FIVE WAYS TO LIVE A LIFE OF ENOUGH

Do you have more than one pair of shoes?
Do you have more than one choice about what you’ll eat for each meal?
Do you have access to your own means of transportation?
Do you have more than one pair of underwear?
If you answered “yes” to three or more of these questions, then by the world’s standards, you’re affluent. Less than ten percent of everyone who has ever lived could do so at any one time in their lives.
When I was a teenager, we had a hired hand named Norris, who helped on the farm. He lived in a dirt shack. A couple of horses he rode with a binder-twine bridle and an old, rusty one-gear bike he used to get himself to work were pretty much everything he owned. He was likely one of the poorest men I’ve ever known. He was also one of the happiest people I’ve ever known.
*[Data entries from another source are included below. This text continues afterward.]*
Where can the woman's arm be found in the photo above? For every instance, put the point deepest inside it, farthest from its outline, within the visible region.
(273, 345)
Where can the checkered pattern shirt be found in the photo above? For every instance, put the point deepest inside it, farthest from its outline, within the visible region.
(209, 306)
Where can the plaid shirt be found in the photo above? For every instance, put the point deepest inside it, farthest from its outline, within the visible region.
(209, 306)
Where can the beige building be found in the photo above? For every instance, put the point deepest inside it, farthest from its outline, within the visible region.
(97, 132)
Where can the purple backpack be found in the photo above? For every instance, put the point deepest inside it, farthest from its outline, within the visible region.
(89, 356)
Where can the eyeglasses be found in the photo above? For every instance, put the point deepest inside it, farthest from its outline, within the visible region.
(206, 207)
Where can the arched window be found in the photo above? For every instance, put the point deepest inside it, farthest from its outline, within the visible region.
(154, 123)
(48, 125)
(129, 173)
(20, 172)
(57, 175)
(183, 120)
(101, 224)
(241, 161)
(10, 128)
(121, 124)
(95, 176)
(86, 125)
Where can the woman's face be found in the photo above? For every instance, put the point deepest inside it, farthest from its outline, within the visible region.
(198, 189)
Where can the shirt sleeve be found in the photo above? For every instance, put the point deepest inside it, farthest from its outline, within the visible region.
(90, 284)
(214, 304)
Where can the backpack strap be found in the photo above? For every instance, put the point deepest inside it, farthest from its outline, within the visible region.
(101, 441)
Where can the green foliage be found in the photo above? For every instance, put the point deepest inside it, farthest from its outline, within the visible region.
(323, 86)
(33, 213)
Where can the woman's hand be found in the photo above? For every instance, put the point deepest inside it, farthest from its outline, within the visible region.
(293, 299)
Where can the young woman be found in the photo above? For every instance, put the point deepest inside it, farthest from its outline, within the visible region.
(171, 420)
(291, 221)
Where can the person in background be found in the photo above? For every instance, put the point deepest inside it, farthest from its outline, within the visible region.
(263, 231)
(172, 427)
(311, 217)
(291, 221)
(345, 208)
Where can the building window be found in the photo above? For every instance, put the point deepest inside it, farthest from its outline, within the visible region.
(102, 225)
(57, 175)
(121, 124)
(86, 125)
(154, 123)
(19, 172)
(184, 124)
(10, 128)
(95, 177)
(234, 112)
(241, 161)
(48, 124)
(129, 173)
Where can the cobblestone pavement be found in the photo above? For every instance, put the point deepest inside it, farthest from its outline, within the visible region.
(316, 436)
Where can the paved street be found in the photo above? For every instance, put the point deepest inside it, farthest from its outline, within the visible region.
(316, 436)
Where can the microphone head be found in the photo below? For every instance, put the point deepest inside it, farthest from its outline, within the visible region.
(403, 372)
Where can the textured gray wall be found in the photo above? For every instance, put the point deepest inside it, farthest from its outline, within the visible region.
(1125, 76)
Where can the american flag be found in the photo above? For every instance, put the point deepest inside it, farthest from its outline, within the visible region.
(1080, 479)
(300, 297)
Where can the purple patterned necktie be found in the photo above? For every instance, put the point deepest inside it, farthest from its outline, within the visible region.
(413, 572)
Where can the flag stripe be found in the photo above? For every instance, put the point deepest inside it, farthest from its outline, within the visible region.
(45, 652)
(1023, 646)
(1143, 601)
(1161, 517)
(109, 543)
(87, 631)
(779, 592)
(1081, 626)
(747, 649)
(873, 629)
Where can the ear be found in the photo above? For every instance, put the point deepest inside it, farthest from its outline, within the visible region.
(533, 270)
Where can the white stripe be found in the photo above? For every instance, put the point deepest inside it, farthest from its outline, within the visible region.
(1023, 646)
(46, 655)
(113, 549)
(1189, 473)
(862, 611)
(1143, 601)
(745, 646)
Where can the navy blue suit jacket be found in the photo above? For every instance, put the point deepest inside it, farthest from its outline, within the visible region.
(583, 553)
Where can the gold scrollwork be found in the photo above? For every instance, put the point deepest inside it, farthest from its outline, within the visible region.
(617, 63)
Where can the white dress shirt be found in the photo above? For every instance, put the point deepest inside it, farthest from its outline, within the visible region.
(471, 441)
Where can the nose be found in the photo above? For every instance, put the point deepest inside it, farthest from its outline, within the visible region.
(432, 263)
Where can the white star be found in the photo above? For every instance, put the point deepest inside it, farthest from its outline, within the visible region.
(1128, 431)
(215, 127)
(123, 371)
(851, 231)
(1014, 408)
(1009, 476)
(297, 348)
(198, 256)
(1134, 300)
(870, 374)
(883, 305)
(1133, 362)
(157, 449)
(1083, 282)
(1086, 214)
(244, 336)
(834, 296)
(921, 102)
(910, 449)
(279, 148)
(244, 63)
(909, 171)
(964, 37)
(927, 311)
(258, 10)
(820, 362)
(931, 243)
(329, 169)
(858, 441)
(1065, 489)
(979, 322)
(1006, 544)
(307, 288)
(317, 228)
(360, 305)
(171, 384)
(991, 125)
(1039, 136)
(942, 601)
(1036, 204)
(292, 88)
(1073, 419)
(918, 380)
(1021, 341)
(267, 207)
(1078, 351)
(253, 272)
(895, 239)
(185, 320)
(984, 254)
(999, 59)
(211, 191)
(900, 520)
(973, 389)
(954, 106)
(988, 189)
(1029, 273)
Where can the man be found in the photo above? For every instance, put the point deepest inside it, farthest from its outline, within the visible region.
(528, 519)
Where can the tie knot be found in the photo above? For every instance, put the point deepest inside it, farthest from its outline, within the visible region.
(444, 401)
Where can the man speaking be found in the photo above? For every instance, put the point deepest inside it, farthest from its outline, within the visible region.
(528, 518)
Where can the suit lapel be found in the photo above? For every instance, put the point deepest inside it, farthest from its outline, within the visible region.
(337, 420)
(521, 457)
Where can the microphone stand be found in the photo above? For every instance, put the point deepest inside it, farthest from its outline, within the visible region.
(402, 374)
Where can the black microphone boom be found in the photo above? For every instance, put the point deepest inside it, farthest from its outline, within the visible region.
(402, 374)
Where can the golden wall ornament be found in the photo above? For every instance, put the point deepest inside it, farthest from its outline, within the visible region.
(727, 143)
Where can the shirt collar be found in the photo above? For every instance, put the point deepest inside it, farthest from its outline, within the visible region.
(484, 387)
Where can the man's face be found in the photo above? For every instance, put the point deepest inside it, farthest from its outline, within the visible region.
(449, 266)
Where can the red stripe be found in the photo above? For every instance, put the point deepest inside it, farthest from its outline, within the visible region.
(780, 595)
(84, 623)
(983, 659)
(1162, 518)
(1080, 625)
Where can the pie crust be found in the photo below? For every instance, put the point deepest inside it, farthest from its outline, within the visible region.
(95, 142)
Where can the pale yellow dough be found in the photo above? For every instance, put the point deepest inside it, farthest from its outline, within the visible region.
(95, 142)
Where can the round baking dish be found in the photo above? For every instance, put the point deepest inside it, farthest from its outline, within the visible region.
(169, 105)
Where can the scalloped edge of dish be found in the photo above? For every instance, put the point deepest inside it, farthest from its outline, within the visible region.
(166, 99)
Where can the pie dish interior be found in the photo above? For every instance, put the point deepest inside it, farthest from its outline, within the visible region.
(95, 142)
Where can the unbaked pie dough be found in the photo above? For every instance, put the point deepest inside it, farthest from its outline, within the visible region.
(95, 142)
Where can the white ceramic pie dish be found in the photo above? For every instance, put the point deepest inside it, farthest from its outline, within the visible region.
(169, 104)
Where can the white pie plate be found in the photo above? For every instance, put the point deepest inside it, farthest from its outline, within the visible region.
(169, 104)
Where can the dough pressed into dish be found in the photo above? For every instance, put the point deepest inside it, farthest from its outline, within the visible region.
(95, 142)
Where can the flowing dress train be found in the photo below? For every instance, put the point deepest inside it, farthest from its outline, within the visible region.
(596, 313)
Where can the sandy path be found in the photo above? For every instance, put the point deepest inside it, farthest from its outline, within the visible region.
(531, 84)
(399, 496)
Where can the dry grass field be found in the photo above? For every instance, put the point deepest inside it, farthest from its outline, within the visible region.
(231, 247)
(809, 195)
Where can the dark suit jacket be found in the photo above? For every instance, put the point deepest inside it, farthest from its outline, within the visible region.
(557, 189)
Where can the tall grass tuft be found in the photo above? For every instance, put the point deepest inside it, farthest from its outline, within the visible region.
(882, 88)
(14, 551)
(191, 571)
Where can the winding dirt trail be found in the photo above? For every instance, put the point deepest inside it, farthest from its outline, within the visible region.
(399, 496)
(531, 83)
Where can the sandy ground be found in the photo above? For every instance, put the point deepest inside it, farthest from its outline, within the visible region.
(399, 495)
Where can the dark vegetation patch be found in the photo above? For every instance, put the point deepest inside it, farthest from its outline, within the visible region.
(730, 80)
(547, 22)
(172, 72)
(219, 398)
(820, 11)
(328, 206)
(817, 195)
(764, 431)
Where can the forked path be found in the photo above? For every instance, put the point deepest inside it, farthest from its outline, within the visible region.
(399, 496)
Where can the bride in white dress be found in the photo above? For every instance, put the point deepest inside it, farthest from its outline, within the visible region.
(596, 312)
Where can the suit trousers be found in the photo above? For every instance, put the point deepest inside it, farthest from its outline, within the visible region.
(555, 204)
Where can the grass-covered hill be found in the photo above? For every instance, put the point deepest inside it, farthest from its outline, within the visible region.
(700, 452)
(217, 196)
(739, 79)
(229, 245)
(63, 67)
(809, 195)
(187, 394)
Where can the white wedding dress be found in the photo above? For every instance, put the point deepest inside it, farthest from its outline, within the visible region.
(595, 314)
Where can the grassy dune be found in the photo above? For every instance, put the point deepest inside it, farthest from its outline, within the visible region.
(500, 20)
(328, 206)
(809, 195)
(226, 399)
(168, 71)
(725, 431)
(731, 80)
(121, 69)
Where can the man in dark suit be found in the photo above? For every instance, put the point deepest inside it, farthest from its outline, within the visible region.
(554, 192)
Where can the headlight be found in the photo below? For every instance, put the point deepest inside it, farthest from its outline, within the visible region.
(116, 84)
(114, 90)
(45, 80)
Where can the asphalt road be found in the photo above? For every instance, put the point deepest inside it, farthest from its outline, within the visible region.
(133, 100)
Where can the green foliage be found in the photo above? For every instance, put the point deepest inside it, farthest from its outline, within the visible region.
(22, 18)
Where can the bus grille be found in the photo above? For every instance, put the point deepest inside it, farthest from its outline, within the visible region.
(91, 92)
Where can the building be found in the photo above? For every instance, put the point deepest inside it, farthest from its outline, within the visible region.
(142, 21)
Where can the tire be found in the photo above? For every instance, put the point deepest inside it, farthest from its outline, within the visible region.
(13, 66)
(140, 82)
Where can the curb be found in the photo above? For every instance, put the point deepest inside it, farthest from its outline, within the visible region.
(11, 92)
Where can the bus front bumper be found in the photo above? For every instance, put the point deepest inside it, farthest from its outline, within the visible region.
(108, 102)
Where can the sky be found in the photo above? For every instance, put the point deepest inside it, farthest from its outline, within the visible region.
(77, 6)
Norris was my first exposure to what I now understand to be the difference between secondary success and primary success. Secondary success is external. It is defined by the accumulation of status, materialism, popularity, and achievements. Primary success is internal. It is built on character, contribution, and connections. To paraphrase American journalist and activist Dorothy Day, secondary success is being better off, while primary success is being better.
A goal based on being better
The endless pursuit of more has left us unhappier than ever. We have confused standard of living with quality of life. And through it all, haven’t moved the needle much on addiction, mental illness, child abuse, crime, or compassion. As a society, we have been successful at raising our standard of living, but as my mentor, Don Campbell, asked, “Has this made us a better society? Has it enriched our relationships with the people who matter in our lives? Has it built better families, communities, and workplaces?”
I propose a new goal, a goal based on primary success. When we focus on becoming better people instead of better-off people, our priorities, our lives, and our world will change. We can create a society with less indifference and more compassion. Less class distinction and more honest respect for each other. Less anxiety and more contentment.
Five ways to live and lead better
1.Define a noble cause for yourself that makes the world better. When you’re committed to creating a better world, you have to be better to rise to the challenge. Declare independence from the approval of others, set high ethical standards, and devote your life to a cause. Don’t aim for success. Success will happen as the unintended consequence of your dedication to a cause beyond yourself.
2.Tame your ego. Stop worrying about whether you’re the most valuable player and start creating value for others. Pride hopes to impress; humility seeks to serve. Notice how the universe might be helping you topple your tower of self-importance right now.
3.Stay connected to life and the people in your life. We can only experience a sense of enough when we are fully present, grateful, and awake in the moment. This is where life is lived. The only moment we can feel and know with any clarity is the moment we’re experiencing right now.
4.Trust your inner compass and rely on your heart’s intuition. The voices of the world are loud. But when we get to the truth of who we are, we come closer to a more truthful life of sufficiency. This is what leads us to knowing the next right thing to do. Navigating leaders to their authentic and most reliable inner compass is central to my cause and the foundation of my life’s work.
5.Be content with what you have. Being content isn’t about complacency, apathy, or laziness. It doesn’t mean you don’t strive to be better. It means striving to be better because of your commitment to making the world better –– and staying grateful while you do. Contentedness comes from overflow, not from emptiness. It means living and leading better by living a life that’s enough.